How Much Money Can I Make, Granting Smart-Grid, Public Access To My Electric Car Batteries?

Daily grid load versus power regulation or "conditioning," for increased grid reliability.
Image credit:John Laumer, courtesy PJM & University of Delaware

Last week we approached the question of How Long Will Tomorrow's Automotive Lithium Batteries Last? Short answer: battery longevity won't be an issue for electric car owners. This follow-up post extrapolates from that answer, with the question: "What is the profit-making potential for vehicle to grid (V2G) sharing of electric vehicle battery power?"

Note: we previously explained "vehicle to grid (V2G)" technology in the post titled, Who Revived The Electric Car?

Carnegie Mellon Electricity Industry Center energy researchers have some preliminary estimates of revenue producing capacities for V2G. Short answer: you can make a buck; but, profitability of grid sharing is highly dependent upon battery replacement cost (hence the concern with longevity). See below for details.The preliminary abstract from the research follows. I'll post more details when the paper goes final. Meantime, wish me luck explaining this at a Town Hall Meeting. (joke)
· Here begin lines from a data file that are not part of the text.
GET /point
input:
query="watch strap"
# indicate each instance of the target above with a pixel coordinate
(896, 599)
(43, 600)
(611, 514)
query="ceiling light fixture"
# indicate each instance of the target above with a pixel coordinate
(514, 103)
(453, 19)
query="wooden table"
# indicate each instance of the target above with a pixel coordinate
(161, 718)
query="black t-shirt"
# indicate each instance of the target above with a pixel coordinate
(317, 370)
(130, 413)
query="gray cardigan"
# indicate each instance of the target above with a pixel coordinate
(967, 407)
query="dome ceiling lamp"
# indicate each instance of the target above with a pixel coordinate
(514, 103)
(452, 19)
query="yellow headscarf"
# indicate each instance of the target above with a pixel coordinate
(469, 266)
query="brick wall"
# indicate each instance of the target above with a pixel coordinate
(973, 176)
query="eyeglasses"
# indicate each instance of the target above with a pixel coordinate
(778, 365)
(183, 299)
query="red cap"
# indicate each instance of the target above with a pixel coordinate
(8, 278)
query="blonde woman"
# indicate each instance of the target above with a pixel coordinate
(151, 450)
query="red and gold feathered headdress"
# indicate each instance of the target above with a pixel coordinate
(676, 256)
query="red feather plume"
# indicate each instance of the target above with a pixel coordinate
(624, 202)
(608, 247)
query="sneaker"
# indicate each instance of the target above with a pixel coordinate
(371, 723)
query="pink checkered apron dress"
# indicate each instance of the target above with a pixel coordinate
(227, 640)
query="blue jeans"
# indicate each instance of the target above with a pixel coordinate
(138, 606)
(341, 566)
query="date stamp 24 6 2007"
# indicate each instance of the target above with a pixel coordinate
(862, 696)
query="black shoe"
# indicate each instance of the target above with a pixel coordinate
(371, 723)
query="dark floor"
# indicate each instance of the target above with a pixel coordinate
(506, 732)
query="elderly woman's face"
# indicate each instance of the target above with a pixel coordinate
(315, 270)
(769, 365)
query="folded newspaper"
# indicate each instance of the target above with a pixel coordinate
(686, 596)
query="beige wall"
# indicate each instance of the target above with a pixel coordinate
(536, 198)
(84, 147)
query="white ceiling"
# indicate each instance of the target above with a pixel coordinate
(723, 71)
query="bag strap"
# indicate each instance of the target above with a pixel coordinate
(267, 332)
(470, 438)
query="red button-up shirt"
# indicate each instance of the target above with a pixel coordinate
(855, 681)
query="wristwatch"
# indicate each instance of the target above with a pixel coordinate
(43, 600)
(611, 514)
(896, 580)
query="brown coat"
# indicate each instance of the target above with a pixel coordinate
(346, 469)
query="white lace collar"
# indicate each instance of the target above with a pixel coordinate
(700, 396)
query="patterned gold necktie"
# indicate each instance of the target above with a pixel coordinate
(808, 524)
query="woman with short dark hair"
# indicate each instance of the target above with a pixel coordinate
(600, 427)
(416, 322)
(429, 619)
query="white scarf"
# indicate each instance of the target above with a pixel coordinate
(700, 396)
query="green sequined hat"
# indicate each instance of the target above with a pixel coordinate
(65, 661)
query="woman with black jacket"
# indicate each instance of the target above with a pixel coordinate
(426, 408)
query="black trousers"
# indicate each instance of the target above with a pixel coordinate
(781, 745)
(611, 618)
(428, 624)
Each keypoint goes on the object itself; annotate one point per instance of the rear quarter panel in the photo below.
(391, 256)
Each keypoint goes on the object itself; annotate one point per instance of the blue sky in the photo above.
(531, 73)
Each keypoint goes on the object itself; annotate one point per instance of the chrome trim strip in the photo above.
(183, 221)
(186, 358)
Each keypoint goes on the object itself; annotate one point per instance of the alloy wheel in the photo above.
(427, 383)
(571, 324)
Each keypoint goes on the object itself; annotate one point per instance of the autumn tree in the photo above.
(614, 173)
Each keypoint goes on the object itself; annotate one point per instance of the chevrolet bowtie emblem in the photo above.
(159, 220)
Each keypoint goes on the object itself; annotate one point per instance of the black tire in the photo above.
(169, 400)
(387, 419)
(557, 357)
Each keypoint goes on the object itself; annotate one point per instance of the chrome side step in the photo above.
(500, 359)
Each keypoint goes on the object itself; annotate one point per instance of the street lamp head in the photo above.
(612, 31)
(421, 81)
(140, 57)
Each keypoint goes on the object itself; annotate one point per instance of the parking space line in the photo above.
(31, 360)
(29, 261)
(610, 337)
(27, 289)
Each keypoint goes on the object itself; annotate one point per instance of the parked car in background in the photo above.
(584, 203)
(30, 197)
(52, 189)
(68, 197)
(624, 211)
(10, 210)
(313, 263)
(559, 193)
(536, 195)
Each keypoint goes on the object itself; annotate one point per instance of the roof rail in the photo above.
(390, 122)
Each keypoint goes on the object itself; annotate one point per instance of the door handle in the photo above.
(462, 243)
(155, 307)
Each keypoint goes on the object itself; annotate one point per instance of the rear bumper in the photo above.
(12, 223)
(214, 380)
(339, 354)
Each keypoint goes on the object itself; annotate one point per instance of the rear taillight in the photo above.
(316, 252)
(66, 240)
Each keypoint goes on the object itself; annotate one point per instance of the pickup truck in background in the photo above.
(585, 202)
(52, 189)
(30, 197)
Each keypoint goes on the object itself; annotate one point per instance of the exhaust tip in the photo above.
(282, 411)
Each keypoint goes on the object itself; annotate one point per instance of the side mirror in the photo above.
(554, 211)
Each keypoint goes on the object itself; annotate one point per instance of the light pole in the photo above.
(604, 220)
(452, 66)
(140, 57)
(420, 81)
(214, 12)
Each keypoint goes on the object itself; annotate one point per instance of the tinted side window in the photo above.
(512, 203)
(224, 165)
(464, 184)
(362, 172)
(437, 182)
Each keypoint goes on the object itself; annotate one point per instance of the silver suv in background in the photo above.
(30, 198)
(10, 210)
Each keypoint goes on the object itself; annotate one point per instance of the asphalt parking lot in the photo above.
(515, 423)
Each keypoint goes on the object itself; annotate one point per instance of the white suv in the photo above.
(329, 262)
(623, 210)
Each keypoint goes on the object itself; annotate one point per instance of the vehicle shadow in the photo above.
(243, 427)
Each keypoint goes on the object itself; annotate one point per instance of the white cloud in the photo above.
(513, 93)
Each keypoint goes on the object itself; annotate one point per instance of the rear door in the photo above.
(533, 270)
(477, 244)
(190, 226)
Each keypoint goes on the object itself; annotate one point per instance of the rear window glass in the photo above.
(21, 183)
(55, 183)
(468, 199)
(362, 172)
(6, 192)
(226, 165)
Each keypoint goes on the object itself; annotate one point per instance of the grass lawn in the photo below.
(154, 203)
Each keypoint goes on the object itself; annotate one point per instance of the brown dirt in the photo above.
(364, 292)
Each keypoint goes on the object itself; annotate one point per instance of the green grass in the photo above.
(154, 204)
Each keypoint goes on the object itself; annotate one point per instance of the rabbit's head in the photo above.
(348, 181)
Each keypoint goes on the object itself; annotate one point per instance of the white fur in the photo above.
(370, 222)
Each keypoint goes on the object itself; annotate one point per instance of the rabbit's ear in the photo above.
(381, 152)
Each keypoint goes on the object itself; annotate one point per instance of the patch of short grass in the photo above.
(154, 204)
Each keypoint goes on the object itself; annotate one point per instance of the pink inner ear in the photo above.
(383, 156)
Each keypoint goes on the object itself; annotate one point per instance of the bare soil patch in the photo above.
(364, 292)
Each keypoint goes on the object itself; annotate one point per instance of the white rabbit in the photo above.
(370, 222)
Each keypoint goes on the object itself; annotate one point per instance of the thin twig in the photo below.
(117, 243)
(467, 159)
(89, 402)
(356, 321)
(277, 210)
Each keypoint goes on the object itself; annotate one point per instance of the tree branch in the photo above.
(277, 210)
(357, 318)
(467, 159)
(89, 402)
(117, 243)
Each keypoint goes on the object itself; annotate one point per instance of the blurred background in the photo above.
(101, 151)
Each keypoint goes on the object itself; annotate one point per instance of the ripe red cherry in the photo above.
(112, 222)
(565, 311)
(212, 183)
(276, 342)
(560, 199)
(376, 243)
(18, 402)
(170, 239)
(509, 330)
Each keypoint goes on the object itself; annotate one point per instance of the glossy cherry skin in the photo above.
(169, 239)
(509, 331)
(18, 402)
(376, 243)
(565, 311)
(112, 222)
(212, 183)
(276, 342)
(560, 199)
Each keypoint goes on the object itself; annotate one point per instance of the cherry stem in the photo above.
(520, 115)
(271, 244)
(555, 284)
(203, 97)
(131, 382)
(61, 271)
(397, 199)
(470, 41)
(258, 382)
This post headline focused only a single aspect of battery power sharing: regional grid power conditioning, via networked electric vehicle access. Another approach would be to charge one's car batteries on off-peak hours and, if the car is going to stay garaged at home and is charged, use some of that power during peak hours to run home appliances and lighting.

A corollary would be for the electric vehicle's owner, while parked at work, to lease battery power access rights to his employer. This assumes the owner would end the work day with enough juice left in his car to drive home, or whatever.

Smart grid technology will be the glue that holds such opportunities together. See our related posts, below, for further explanation.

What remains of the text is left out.